The following are my recommendations to help your picky eater.  They are probably most appropriate for kids aged 5 to 10, the age group that I generally treat. The list assumes that you have already seen a physician to rule out any medical cause for the picky eating, such as swallowing difficulties or gastro-intestinal problems.

  1. Believe that your child is capable of eating just about any food.  That extreme distress he displays whenever there's pressure to try a new or nonpreferred food?  It is not the result of a physical or psychological incapability. Rather, it is the result of years of avoidance. A basic rule of the brain is this: The longer something is avoided, the more distressing and impossible it seems. This goes for just about anything, from completing a big homework assignment, to starting a complicated project at work, to calling someone up and asking for a date.  It's also true for a food.

  2. What's needed, then, is repeated exposure to foods until your child habituates to them.  Habituation is just a fancy word for "learned safety" or "the brain gets used to it."  Research has shown that young children need an average of 8 to 15 exposures to habituate to and accept a new food.  Unfortunately, how many times do most parents offer a food before deciding their child will never like it? Just 3-5.

  3. For the picky eater, exposure means tasting and swallowing the food.  It does not, in this case, mean merely having the food on the plate, looking at it, touching it, or smelling it.
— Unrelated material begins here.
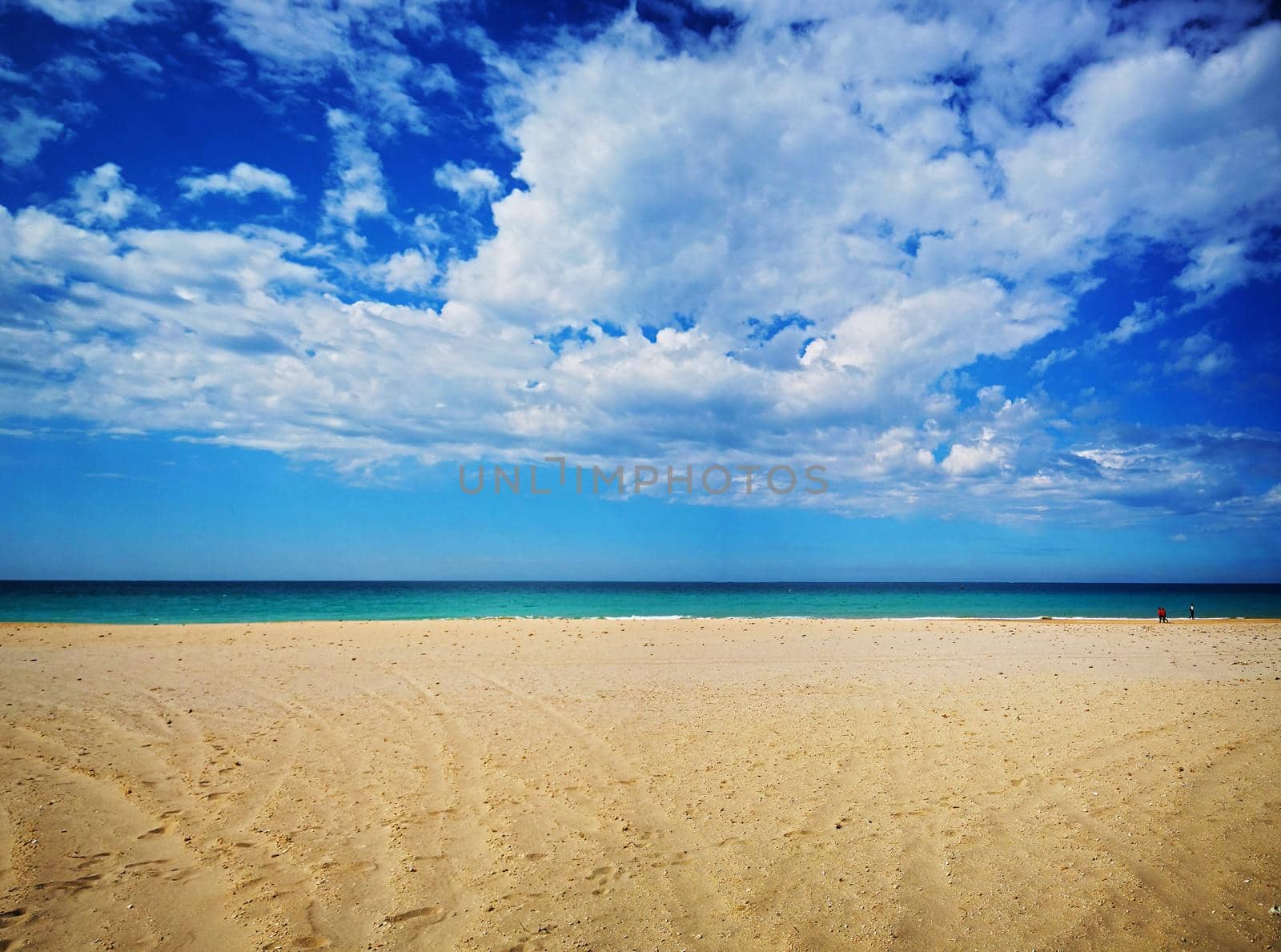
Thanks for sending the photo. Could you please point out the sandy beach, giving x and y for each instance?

  4. You are no doubt wondering, "But how do I get my kid to swallow it?"  Answer: By making it worth his while. Plenty of research confirms that kids will eat nonpreferred foods for rewards.  In my experience, the easiest and most motivating reward is access to screen time after a meal.

  5. Establish a consistent pattern, such as requiring your child to taste and swallow a new or nonpreferred food each night at dinner. Start with very small bites and then work up to larger and larger amounts as your child gets over the initial days of distress and comes to accept that a nightly "challenge food" is just another dreary fact of daily life.
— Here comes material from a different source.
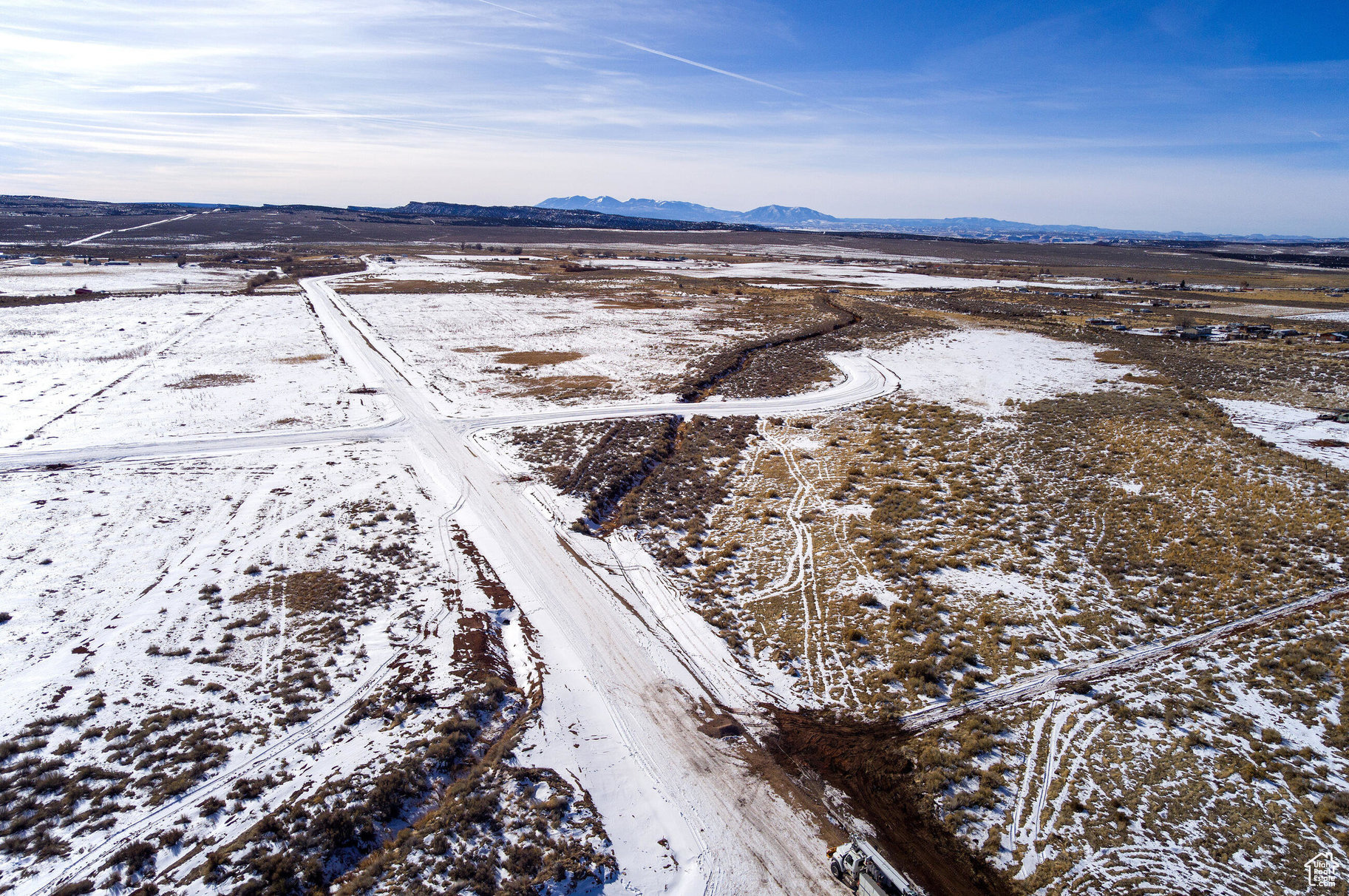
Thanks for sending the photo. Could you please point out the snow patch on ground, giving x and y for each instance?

  6. Many desperate parents have tried telling their children that they can't leave the table until they have eaten a nonpreferred food. In my experience, this leads to a child who sits at the table for hours, whining loudly and often.  My recommendation is to require that he eats that nightly challenge food within the first 5 minutes of a meal. Go ahead and set a timer. The 5-minute rule means he gets it over with right at the start of the meal and then everybody can relax.

  7. Reward successes and mostly ignore failures. He eats the nightly challenge food = lots of praise and access to rewards/privileges. He doesn't = "No screentime for the rest of the night, but I know you can do it tomorrow" said once, with sincerity and optimism.

  8. Don't worry about rewarding or restricting privileges based on eating: There are no credible, converging lines of scientific evidence that doing so causes eating disorders or self-esteem problems.  Think about it: parents require their children do things they don't want to do for their own good all the time (teeth brushing, taking a bath, getting homework done).  That's called good parenting. Why should it be any different when it comes to insisting your child eat a varied and healthful diet?

  9. Remember, this will not happen overnight.  It will not happen over many nights. It will happen over many months – so be patient.  With enough successful exposures, your child will eventually habituate to enough foods that his diet is greatly expanded and mealtimes are a peaceful experience for everyone.